L’Imperia Calcio sprofonda e mentre la squadra colleziona figuracce il presidente Fabrizio Gramondo si ostina a recitare una commedia tragicomica. Una farsa a ‘reti social unificate’, spacciata per ‘conferenza stampa’ e in realtà nient’altro che un monologo registrato, senza contraddittorio, diffuso dagli addetti stampa della società e che, per correttezza, abbiamo pubblicato.
Il numero uno di piazza d’Armi nega ogni trattativa ogni movimento dietro le quinte. Ma allora ci spieghi lui: che ci facevano dal sindaco Claudio Scajola gli imprenditori Pino Ruggieri e Franco Commini (della famosa ‘cordata romana’ sponsorizzata dal direttore generale Matthew Scuffi) a Palazzo Civico? Fantasmi? O forse, come testimoniato in diretta dal nostro giornale, personaggi veri, in carne e ossa, che parlavano chiaramente di futuro societario?
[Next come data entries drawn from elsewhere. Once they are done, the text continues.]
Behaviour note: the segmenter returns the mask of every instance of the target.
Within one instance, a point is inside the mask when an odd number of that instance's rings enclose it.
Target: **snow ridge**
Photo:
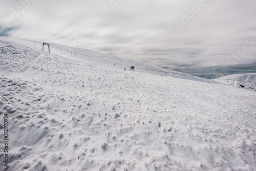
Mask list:
[[[256,168],[254,91],[4,41],[0,56],[0,148],[6,114],[10,140],[1,170]]]

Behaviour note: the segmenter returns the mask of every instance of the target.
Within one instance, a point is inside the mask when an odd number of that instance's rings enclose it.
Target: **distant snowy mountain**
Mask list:
[[[36,50],[41,50],[42,44],[42,42],[37,42],[35,44],[33,41],[20,40],[10,37],[3,37],[3,40],[9,41],[10,44],[12,42],[14,42],[15,44],[18,44]],[[51,54],[68,57],[70,59],[81,60],[102,66],[115,68],[122,70],[125,68],[126,70],[130,70],[130,67],[133,66],[135,67],[135,72],[150,73],[160,76],[166,76],[167,75],[167,76],[177,78],[186,79],[200,82],[219,83],[219,82],[212,80],[163,69],[143,62],[121,58],[115,56],[86,49],[70,47],[56,44],[50,44]],[[47,46],[45,45],[45,52],[47,52]],[[76,53],[72,53],[72,51],[75,52]]]
[[[230,75],[214,80],[228,86],[256,91],[256,73]]]
[[[0,40],[0,170],[256,168],[256,92],[7,39]]]

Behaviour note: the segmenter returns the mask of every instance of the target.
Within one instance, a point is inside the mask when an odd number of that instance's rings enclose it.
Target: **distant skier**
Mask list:
[[[134,71],[134,70],[135,69],[134,66],[132,66],[131,67],[130,67],[130,69],[131,69],[131,71]]]

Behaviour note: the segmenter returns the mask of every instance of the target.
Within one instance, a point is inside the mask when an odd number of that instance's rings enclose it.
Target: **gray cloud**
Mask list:
[[[256,72],[256,44],[239,60],[230,57],[243,49],[246,39],[256,41],[254,0],[205,0],[180,32],[174,24],[182,24],[182,15],[187,17],[199,1],[126,0],[115,10],[109,1],[29,1],[2,2],[2,31],[16,28],[8,34],[65,45],[81,35],[80,48],[197,75]],[[29,7],[7,26],[5,18],[11,18],[21,2],[28,1]]]

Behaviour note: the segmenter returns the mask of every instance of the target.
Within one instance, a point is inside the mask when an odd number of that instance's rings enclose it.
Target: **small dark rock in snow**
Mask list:
[[[101,145],[101,148],[102,148],[103,150],[105,151],[106,149],[106,146],[108,146],[108,144],[106,143],[103,143]]]

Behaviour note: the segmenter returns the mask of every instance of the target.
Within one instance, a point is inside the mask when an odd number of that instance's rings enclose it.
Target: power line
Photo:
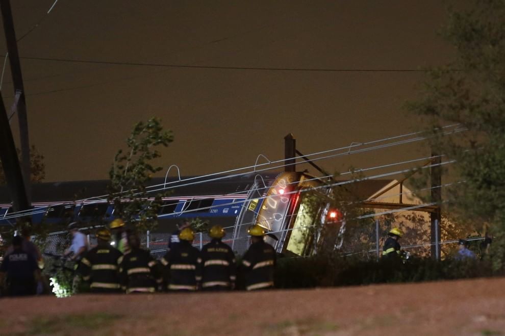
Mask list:
[[[3,56],[5,57],[5,56]],[[94,64],[108,64],[110,65],[127,65],[132,66],[149,66],[164,68],[180,68],[189,69],[214,69],[218,70],[245,70],[273,71],[302,71],[320,72],[426,72],[428,70],[422,69],[388,69],[371,68],[288,68],[282,67],[251,67],[232,66],[219,65],[190,65],[185,64],[170,64],[167,63],[154,63],[147,62],[131,62],[118,61],[101,61],[98,60],[76,60],[66,58],[50,57],[21,57],[25,60],[35,61],[48,61],[50,62],[64,62],[67,63],[88,63]]]
[[[459,125],[459,124],[454,124],[453,125],[448,125],[448,126],[445,126],[442,127],[441,127],[441,128],[443,129],[443,130],[445,130],[445,129],[446,129],[448,127],[451,127],[458,126]],[[442,135],[447,135],[452,134],[453,133],[458,133],[458,132],[463,132],[463,131],[464,131],[464,130],[460,130],[460,129],[456,128],[456,129],[455,129],[454,130],[452,130],[452,131],[445,131],[445,132],[441,132],[440,133],[440,134],[441,134]],[[348,155],[348,154],[355,154],[355,153],[357,153],[363,152],[365,152],[365,151],[370,151],[370,150],[375,150],[375,149],[383,149],[383,148],[387,148],[387,147],[391,147],[391,146],[397,146],[397,145],[401,145],[401,144],[406,144],[406,143],[410,143],[414,142],[419,141],[421,141],[421,140],[425,140],[425,139],[427,139],[427,138],[425,137],[416,137],[416,138],[414,138],[413,139],[408,139],[407,140],[401,140],[401,141],[397,141],[397,142],[392,142],[392,143],[390,143],[383,144],[381,144],[381,145],[376,145],[376,146],[374,146],[370,147],[365,148],[361,148],[361,149],[355,149],[355,150],[350,150],[350,148],[351,147],[356,147],[356,146],[360,147],[360,146],[366,146],[366,145],[370,145],[370,144],[374,144],[374,143],[380,143],[380,142],[384,142],[385,141],[388,141],[388,140],[393,140],[393,139],[398,139],[398,138],[402,138],[402,137],[409,137],[409,136],[412,136],[413,135],[418,135],[418,134],[420,134],[421,133],[422,133],[422,132],[414,132],[414,133],[409,133],[409,134],[405,134],[405,135],[400,135],[400,136],[394,136],[394,137],[389,137],[389,138],[385,138],[385,139],[380,139],[380,140],[373,140],[373,141],[369,141],[368,142],[361,143],[358,143],[358,144],[351,144],[349,146],[345,146],[345,147],[340,147],[340,148],[334,148],[334,149],[330,149],[330,150],[323,150],[323,151],[320,151],[320,152],[315,152],[315,153],[310,153],[310,154],[309,154],[306,155],[305,156],[306,156],[306,157],[308,157],[314,156],[315,156],[315,155],[318,155],[318,154],[320,154],[331,152],[332,152],[332,151],[334,151],[334,151],[340,151],[340,150],[345,150],[345,149],[347,149],[348,150],[348,151],[347,152],[341,152],[341,153],[337,153],[336,154],[334,154],[333,155],[326,156],[325,156],[325,157],[322,157],[321,158],[314,158],[314,159],[312,159],[312,160],[311,160],[312,161],[319,161],[319,160],[324,160],[324,159],[329,159],[329,158],[335,158],[335,157],[341,156],[342,156],[342,155]],[[430,158],[431,158],[431,157],[430,157]],[[295,159],[300,159],[300,158],[301,158],[301,157],[296,157],[295,156],[293,158]],[[235,169],[231,169],[231,170],[226,170],[226,171],[221,171],[221,172],[217,172],[217,173],[213,173],[212,174],[209,174],[203,175],[203,176],[197,176],[197,177],[189,177],[189,178],[185,178],[185,179],[182,179],[182,180],[178,180],[178,181],[174,181],[173,182],[168,182],[168,183],[167,183],[160,184],[155,185],[154,185],[154,186],[150,186],[149,187],[147,187],[146,189],[152,189],[152,190],[150,190],[148,191],[147,191],[148,193],[152,193],[152,192],[157,192],[157,191],[164,191],[164,190],[169,190],[169,189],[173,189],[173,188],[180,188],[180,187],[187,187],[187,186],[190,186],[190,185],[196,185],[196,184],[202,184],[202,183],[207,183],[207,182],[215,182],[215,181],[217,181],[217,180],[222,180],[222,179],[225,179],[226,178],[232,178],[232,177],[240,177],[240,176],[244,176],[244,175],[247,175],[248,174],[254,173],[260,173],[260,172],[263,172],[263,171],[269,171],[269,170],[272,170],[278,169],[278,168],[283,168],[283,167],[285,167],[286,165],[289,165],[283,164],[283,165],[275,166],[274,166],[274,167],[268,167],[268,168],[263,168],[263,169],[261,169],[256,170],[256,169],[258,167],[264,166],[265,165],[272,165],[272,164],[277,163],[284,162],[284,161],[285,161],[285,159],[281,159],[281,160],[276,160],[276,161],[270,161],[270,162],[269,162],[268,163],[260,164],[259,165],[255,165],[254,166],[249,166],[248,167],[242,167],[242,168],[235,168]],[[224,174],[229,174],[230,173],[232,173],[232,172],[237,172],[237,171],[241,171],[241,170],[244,170],[245,169],[251,169],[251,168],[254,168],[254,170],[252,170],[252,171],[246,171],[245,172],[238,173],[236,173],[236,174],[231,174],[231,175],[226,175],[225,176],[219,176],[219,175],[221,175]],[[370,168],[367,168],[367,170],[369,169]],[[344,173],[342,174],[347,174],[347,173]],[[218,176],[218,177],[214,177],[214,178],[207,178],[208,177],[211,177],[211,176]],[[327,176],[324,176],[324,177],[331,177],[331,175],[329,175]],[[322,178],[324,178],[324,177],[323,177]],[[197,181],[195,181],[194,182],[188,183],[188,181],[194,180],[195,180],[195,179],[197,179],[197,179],[201,179],[201,178],[207,178],[207,179],[204,179],[204,180],[197,180]],[[182,183],[183,184],[181,184],[181,183]],[[175,185],[173,185],[174,184],[175,184]],[[168,187],[166,187],[166,185],[172,185],[172,186],[169,186]],[[161,186],[163,186],[163,187],[162,188],[154,189],[153,189],[153,188],[156,188],[157,187],[161,187]],[[92,200],[93,199],[97,199],[97,201],[96,201],[97,202],[103,201],[104,200],[104,198],[107,197],[109,196],[109,194],[107,194],[102,195],[100,195],[100,196],[95,196],[95,197],[88,197],[87,198],[85,198],[85,199],[81,199],[81,200],[79,200],[79,201],[78,201],[83,202],[83,201],[86,201],[86,200]]]

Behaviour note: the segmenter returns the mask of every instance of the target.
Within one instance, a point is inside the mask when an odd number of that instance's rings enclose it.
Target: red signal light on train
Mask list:
[[[343,217],[342,213],[336,210],[329,210],[327,216],[328,220],[331,222],[340,220]]]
Anche l’ex ministro ha confermato gli incontri, ma per Gramondo è tutta una messinscena. Secondo lui, ci siamo inventati tutto. Un’accusa gravissima che però si sbriciola di fronte a video e dichiarazioni pubbliche. Da novembre ad oggi i fatti parlano chiaro. La narrazione alternativa di Gramondo, invece, pare più una favola.
E nel frattempo l’Imperia sul campo fa acqua da tutte le parti sul campo spelacchiato che ha fatto il giro d’Italia per il suo stato pietoso. Uno sfregio alla città alla sua immagine, ai tifosi che ogni domenica ci mettono la faccia. Ma il colmo è che ora si cerchi un capro espiatorio. In caso di disastro (leggasi, retrocessione), la colpa sarà nostra. Sì, avete capito bene, di chi racconta la verità e di chi da sempre, ama questi colori.
È il solito film già visto, quando le cose vanno male, si scaricano responsabilità. Ma questa volta non ci stiamo. Gli unici che possono ancora salvare il salvabile sono i giocatori, costretti anche ad allenarsi al calcio-tennis sul finto campo di padel nell’antistadio trasformato in 'Cittadella dello sport', ai quali rivolgiamo un appello accorato: buttate il cuore oltre l’ostacolo, giocate per la maglia. Per la città. Per i tifosi che vi seguono anche nella tempesta.
Due partite. Due battaglie. Serve l’impresa. Per evitare di ritrovarci, a stagione finita, a raccontare l’ennesima storia: quella in cui si promette rivoluzione e, invece, resta tutto com’è. E in cui – guarda caso – le colpe non sono mai di chi comanda. Questa volta no. Questa volta la verità va detta, anche se brucia.